As my quote above states, if I go a specific AC, I want to be just as good as the other AC at all roles my “master” class can do. Otherwise, sorry to say, it will be pigeonholing. If I’m an Inquisitor that is specced into the DPS AC but I’m mediocre at healing, I will 99% of the time DPS. Sure, I may throw a heal or two every blue moon, but I will almost always DPS. It’s important to not kid ourselves here.
The magic number is somewhere between full hybridization and pigeonholing. Don’t let a Sith Warrior heal or do ranged DPS. But allow both ACs to melee DPS and tank at similar levels, maybe with a twist:
- The Juggernaut tanks with a large HP pool and damage mitigation.
- The Marauder tanks with a medium HP pool and damage avoidance.
- The Juggernaut does DPS with one sword and some force powers.

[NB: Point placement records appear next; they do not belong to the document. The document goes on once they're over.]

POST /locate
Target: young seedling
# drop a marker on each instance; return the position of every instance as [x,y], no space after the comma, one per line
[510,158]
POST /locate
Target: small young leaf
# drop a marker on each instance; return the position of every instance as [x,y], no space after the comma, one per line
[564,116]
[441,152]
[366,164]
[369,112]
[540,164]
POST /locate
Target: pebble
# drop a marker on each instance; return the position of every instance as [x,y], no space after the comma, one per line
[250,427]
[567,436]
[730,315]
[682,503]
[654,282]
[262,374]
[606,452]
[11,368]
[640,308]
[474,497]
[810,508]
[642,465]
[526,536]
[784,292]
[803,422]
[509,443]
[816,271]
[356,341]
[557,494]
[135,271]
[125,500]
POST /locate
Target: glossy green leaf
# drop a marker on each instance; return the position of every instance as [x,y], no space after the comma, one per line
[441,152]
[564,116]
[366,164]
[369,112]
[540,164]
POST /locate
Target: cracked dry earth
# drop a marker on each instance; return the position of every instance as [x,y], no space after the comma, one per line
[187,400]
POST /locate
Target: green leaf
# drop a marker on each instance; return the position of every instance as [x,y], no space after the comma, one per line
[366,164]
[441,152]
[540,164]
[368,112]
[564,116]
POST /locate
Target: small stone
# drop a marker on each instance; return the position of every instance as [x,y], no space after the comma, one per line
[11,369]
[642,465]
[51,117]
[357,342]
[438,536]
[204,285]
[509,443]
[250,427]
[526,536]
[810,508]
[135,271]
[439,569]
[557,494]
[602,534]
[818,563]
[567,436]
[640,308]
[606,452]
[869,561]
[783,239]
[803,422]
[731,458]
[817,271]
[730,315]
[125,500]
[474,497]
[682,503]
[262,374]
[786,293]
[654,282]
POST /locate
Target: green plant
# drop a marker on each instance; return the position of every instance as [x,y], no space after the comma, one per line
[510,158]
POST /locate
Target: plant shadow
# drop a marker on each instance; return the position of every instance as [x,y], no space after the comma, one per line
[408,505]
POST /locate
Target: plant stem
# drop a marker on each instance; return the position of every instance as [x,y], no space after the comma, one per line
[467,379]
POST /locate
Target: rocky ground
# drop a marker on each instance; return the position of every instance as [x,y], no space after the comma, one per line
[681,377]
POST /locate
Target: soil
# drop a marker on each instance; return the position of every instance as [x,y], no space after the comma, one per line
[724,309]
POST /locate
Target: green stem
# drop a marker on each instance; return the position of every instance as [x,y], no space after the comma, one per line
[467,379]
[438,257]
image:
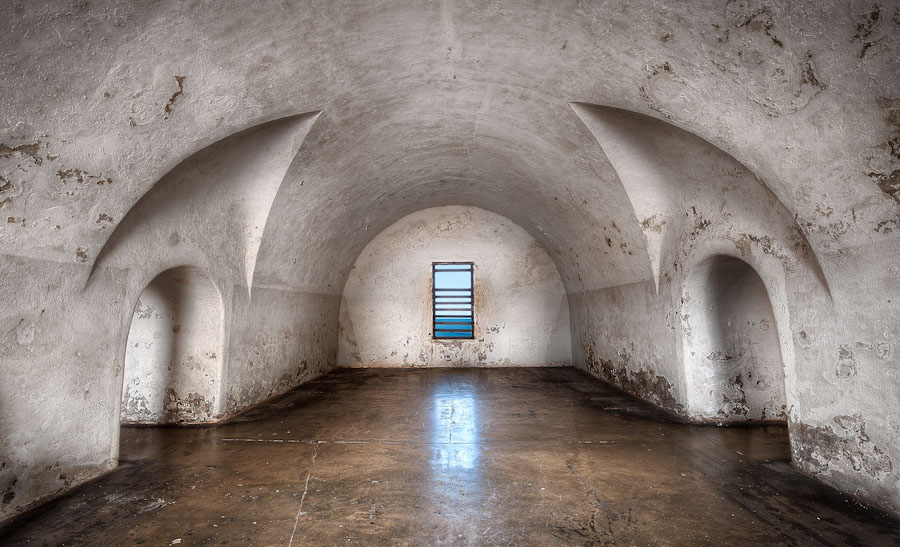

- The Marauder does DPS with two swords and no force powers.
Some of you may say “dvvx, you seem to be promoting 100% hybridization, fuuuuuu.” I’m not. Full hybridization makes classes flavorless and uninteresting. It makes loot distribution a nightmare, and the game much more bland overall.
So can we talk about it yet?
Tumedus seems to have a bleak outlook on the issue. I’m afraid I agree…
Think you are out of luck on that one. There is no point in deliniating one AC’s ability to tank over the other if both can do it equally well. I think the only hope of not pigeon-holing within an AC is if it offers a secondary utility role. Something like a dedicated debuffer. Unfortunately, I have seen no evidence of that sort of gameplay.
Not only that, but I’d like to bring up one final point in this overly-long read: buffs and debuffs. WoW has constantly tried to make class A or spec B viable via providing buffs and debuffs. I’m sorry, but buffing your team or debuffing an enemy is not fun. Lets not go the WoW route on this one. I don’t want to make people spec A or B because our raid needs a specific buff. Most competitive WoW raiding guilds agree with me on this. It’s just a hassle and a party pooper.
Where does this discussion leave us? Hopefully at least pondering some implications Bioware has hinted at. Hopefully willing to provide some smart and insightful comments that may help the developers decide on what exactly to make out of ACs.
Also note that SWTOR already has “only” 4 classes (x2 mirrored). The lack of clever hybridization is only going to aggravate the problem of class variety/distribution and pigeonholing.